[PATCH] mdiff: split on unicode character boundaries when shortening function name

Thu Feb 22 11:06:28 EST 2018

On Thu, 22 Feb 2018 10:01:00 -0500, Josef 'Jeff' Sipek wrote:
> On Thu, Feb 22, 2018 at 21:01:44 +0900, Yuya Nishihara wrote:
> > On Thu, 22 Feb 2018 09:01:14 +0100, Denis Laxalde wrote:
> > > Josef 'Jeff' Sipek wrote:
> > > > # HG changeset patch
> > > > # User Josef 'Jeff' Sipek <jeffpc at josefsipek.net>
> > > > # Date 1519251311 18000
> > > > #      Wed Feb 21 17:15:11 2018 -0500
> > > > # Node ID b99df94fdd4813e0ce538a8caa682802da4a6cb2
> > > > # Parent  106872aa15af9919220705ed72c78459774e1575
> > > > mdiff: split on unicode character boundaries when shortening function name
> > > > 
> > > > Splitting the raw bytes may lead to truncating the string in the middle of a
> > > > UTF-8 character which would lead to the generated diff containing an invalid
> > > > byte sequence even though the original data had none.  For example, the
> > > > Unicode codepoint U+308B (る) gets represented as \xe3\x82\x8b in UTF-8.
> > > > Before this change a diff on i18n/ja.po would yield:
> > > > 
> > > > 	@@ -28953,7 +28953,7 @@ msgstr "Mercurial と SSH を併用す<E3><82>
> > > > 
> > > > After this change, the output is cleaner:
> > > > 
> > > > 	@@ -28953,7 +28953,7 @@ msgstr "Mercurial と SSH を併用する場合の注意点:"
> > > > 
> > > > diff --git a/mercurial/mdiff.py b/mercurial/mdiff.py
> > > > --- a/mercurial/mdiff.py
> > > > +++ b/mercurial/mdiff.py
> > > > @@ -348,7 +348,12 @@ def _unidiff(t1, t2, opts=defaultopts):
> > > >              # alphanumeric char.
> > > >              for i in xrange(astart - 1, lastpos - 1, -1):
> > > >                  if l1[i][0:1].isalnum():
> > > > -                    func = ' ' + l1[i].rstrip()[:40]
> > > > +                    func = l1[i].rstrip()
> > > > +                    try:
> > > > +                        func = func.decode("utf-8")[:40].encode("utf-8")
> > > > +                    except:
> > > > +                        func = func[:40]
> > > 
> > > I'd suggest catching exception types explicitly (UnicodeDecodeError and
> > > UnicodeEncodeError I guess) and avoid "bare" except.
> > > 
> > > (No idea if the change itself is correct by the way.)
> > 
> > Nah, it's wrong to assume external world is always UTF-8. It might be okayish
> > to split func as a UTF-8 as best effort, but which shouldn't involve encoding
> > conversion.
> 
> Yeah... I thought that might be an issue.  The code in the 'except' is meant
> as best-effort -

Ok, I didn't notice that. It's indeed better to catch the UnicodeError.

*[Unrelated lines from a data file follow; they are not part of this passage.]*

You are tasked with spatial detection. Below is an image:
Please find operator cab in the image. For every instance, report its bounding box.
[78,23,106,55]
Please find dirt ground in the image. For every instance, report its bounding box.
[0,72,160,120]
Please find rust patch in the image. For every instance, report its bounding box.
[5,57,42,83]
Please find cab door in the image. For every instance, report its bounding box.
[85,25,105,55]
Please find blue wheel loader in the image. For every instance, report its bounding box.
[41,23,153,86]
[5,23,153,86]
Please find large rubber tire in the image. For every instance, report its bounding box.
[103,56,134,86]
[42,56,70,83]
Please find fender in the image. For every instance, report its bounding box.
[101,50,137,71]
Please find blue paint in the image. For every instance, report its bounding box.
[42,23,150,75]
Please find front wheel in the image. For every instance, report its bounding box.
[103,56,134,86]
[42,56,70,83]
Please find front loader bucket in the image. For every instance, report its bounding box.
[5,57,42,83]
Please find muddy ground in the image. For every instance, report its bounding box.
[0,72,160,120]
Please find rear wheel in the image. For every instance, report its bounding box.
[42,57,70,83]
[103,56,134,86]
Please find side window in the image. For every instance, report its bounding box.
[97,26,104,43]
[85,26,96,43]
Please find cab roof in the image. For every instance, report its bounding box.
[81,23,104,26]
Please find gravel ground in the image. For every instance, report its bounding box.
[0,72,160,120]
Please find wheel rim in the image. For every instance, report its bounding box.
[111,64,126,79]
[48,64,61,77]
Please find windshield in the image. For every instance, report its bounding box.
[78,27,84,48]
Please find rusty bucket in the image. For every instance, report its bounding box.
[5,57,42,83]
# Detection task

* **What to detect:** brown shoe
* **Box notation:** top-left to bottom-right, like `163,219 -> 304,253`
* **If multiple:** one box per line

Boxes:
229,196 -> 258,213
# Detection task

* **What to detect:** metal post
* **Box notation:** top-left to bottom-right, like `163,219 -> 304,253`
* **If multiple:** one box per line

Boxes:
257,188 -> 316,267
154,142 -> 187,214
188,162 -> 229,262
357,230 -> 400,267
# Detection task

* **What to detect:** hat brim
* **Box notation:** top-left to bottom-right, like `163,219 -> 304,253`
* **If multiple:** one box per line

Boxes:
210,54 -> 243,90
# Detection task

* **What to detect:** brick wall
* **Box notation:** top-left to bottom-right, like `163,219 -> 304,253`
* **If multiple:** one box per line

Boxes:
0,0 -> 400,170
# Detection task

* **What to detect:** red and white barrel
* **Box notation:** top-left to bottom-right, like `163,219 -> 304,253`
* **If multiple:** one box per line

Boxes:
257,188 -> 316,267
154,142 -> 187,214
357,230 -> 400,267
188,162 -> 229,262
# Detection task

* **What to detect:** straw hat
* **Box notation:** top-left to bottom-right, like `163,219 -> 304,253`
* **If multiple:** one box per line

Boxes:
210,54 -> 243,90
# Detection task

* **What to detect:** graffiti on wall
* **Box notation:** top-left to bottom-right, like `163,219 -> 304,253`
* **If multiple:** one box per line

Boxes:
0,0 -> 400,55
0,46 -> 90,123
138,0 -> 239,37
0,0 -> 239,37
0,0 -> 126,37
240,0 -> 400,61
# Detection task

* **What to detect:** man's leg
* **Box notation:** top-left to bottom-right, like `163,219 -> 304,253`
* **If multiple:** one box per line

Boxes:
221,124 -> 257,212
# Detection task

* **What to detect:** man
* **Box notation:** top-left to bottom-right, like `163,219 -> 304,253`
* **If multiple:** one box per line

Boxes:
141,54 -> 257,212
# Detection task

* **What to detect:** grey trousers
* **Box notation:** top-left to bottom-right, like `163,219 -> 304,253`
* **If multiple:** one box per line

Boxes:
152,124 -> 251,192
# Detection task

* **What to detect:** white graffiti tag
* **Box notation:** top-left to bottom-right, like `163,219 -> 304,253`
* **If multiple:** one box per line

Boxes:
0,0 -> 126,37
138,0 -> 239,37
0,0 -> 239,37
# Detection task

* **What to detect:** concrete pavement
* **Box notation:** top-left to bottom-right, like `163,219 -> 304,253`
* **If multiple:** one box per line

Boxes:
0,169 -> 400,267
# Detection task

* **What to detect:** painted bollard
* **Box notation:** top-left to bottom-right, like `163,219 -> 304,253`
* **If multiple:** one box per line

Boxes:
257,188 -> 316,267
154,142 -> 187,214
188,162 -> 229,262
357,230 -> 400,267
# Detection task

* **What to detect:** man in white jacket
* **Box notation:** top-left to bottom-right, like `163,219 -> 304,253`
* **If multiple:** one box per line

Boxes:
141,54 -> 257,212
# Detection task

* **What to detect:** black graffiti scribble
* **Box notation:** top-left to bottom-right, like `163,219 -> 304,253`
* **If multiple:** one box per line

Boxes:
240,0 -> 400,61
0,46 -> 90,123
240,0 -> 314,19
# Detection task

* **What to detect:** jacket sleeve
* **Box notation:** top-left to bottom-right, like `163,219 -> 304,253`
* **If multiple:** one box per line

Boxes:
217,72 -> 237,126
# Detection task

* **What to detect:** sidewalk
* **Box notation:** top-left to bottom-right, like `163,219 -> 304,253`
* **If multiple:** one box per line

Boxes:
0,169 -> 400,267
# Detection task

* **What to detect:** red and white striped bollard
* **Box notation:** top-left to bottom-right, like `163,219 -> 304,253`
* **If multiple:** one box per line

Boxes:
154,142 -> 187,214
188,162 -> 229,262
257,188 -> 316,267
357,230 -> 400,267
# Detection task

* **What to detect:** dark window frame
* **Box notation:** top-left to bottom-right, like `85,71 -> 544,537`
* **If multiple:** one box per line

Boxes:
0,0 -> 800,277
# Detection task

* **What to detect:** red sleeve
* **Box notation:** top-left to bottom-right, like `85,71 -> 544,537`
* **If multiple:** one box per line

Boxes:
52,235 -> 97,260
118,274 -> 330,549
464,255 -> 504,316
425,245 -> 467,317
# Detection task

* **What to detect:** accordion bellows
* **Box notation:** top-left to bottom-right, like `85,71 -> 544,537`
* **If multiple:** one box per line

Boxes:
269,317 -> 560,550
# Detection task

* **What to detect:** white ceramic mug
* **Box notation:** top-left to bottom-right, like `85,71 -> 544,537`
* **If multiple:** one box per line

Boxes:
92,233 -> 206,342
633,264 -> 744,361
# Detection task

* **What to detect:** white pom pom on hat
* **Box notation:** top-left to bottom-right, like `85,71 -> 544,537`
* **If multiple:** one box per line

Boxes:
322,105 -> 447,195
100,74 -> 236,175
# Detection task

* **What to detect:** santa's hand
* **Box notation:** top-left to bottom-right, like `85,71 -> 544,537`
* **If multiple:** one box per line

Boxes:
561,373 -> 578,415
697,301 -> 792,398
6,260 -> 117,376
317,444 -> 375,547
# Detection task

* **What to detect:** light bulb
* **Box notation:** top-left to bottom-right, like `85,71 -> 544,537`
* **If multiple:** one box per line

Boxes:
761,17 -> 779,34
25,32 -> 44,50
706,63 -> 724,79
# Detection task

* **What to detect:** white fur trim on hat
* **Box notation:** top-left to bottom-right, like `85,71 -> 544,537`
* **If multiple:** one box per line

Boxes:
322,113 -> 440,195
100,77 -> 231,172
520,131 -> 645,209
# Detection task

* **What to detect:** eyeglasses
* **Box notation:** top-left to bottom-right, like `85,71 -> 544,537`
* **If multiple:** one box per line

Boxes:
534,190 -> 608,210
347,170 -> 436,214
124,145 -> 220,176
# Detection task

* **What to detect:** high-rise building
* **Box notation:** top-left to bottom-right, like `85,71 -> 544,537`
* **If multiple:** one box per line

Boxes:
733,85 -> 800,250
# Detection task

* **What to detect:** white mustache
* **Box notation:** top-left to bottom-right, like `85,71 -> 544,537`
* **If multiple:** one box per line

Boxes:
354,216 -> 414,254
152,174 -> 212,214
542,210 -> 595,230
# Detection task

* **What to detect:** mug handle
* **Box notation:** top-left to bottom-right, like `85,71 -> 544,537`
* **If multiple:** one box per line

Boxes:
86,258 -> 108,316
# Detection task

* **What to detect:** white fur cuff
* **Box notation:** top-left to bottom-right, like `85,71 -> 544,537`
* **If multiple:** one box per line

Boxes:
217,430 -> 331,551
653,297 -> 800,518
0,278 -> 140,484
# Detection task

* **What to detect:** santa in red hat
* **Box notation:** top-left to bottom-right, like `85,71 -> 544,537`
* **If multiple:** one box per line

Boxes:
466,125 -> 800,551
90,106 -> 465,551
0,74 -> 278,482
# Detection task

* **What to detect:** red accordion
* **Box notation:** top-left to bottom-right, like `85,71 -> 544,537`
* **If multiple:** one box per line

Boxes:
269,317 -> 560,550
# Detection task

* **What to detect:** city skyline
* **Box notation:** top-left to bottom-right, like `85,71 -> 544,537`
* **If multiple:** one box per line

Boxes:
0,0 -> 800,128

That said, UTF-8 is well designed encoding, we can easily find the nearest
multi-byte boundary by looking back a couple of bytes.

https://en.wikipedia.org/wiki/UTF-8#Description

> if there is any UTF-8 issue decoding/encoding, just fall
> back to previous method.  That of course wouldn't help if the input happened
> to be valid UTF-8 but wasn't actually UTF-8.
> 
> I had to do the encode step, otherwise I got a giant stack trace saying that
> unicode strings cannot be <something I don't remember> using ascii encoder.
> (Leaving it un-encoded would also mean that this for loop would output
> either a unicode string or a raw string - which seems unclean.)
> 
> I'm not really sure how to proceed.  Most UTF-8 decoders should handle the
> illegal byte sequence ok, but it still feels wrong to let it make a mess of
> valid data.  The answer might be to just ignore this issue.  :|

As an old Linux user, I would say yeah, don't bother about non-ascii characters,
it's just bytes. Alternatively, maybe we could take it a UTF-8 sequence and find
a possible boundary, but I'm not sure if it's a good idea.